Llego a Luperón. La suya es una vida llena de máximas, a la sombra de las plumas de Hostos y Rodríguez Objío. Cuando en 1987, desde Puerto Plata Luperón funda su “resolución absoluta” en contra de su candidatura a la presidencia, lo hace bajo estos términos, y resumo: “Tengo dos razones capitales: no conviene a mi país y a mí no me conviene ser Presidente de la República, ni aún ser candidato para la presidencia de ella. No a mi país, porque los malos acechan pretexto y ocasión para turbar la paz pública, y yo no quiero, no quiero, no quiero ser ocasión ni pretexto de ese mal... He sido infame, inicua y sistemáticamente calumniado; de ese sistema de calumnia, que ha llevado su indignidad hasta el extremo de convertir en mí, contra los mismos títulos que acaso la historia justiciera me reconozca a favor de la gratitud de mi país, de ese sistema de calumnia ha nacido un convenio infernal entre los ambiguos de todas las situaciones y los tiranizadores de la patria... Si yo por subir al Poder, hubiera hoy de romper a machetazos ese pacto, o hubiera de descender hasta la intriga y la calumnia para que con sus propias armas vencer y aniquilar a mis contrarios, yo habría perdido en la contienda toda la dignidad con que yo quiero a toda hora y en todo puesto, sentirme mejor que esos contratantes de impostura.
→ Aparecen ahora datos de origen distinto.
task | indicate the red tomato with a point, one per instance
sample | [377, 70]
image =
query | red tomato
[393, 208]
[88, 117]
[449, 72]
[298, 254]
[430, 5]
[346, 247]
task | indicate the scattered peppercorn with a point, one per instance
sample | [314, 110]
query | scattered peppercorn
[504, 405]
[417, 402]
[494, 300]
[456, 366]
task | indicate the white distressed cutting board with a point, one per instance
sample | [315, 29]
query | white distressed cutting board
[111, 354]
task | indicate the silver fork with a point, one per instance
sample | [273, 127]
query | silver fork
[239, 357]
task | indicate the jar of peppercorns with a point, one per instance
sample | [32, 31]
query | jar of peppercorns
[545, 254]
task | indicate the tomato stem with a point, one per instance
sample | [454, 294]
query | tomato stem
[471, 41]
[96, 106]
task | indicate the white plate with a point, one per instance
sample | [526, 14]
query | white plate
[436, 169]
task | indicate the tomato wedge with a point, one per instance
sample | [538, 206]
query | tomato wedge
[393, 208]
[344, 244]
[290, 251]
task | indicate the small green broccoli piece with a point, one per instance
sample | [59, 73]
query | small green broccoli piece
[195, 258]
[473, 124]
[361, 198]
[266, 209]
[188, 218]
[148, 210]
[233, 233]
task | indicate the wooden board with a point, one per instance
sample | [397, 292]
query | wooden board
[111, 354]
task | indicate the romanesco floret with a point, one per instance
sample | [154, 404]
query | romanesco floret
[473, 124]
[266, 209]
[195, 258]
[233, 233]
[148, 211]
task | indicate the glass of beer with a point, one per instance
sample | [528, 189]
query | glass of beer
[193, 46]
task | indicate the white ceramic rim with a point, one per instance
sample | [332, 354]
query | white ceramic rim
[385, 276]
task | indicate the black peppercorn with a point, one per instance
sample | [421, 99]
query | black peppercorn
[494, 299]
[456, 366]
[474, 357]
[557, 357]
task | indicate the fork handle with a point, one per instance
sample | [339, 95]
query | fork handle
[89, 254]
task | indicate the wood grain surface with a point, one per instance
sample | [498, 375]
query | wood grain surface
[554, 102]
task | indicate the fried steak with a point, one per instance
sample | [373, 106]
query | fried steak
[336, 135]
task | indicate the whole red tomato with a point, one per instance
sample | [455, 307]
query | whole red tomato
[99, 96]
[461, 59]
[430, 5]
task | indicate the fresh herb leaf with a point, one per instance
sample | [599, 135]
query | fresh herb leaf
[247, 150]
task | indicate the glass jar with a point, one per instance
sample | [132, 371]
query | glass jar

Y como sería necesario o emplear el machete, o manejar la intriga, y de cualquiera de esos modos dejaría yo de ser digno de la presidencia, antes que llegar sin dignidad a ella, me quedo contento en mi dignidad en mi casa”.

En la fraseología política de nuestros hombres de poder, se encuentra la síntesis de “la entrañable dominicanidad” de la que hablaba don Emilio Rodríguez Demorizi. Hemos de volver a ella para seguir cotejando la historia con este pensamiento en el cual se compendian los múltiples avatares de nuestra realidad, la de ayer, la de hoy.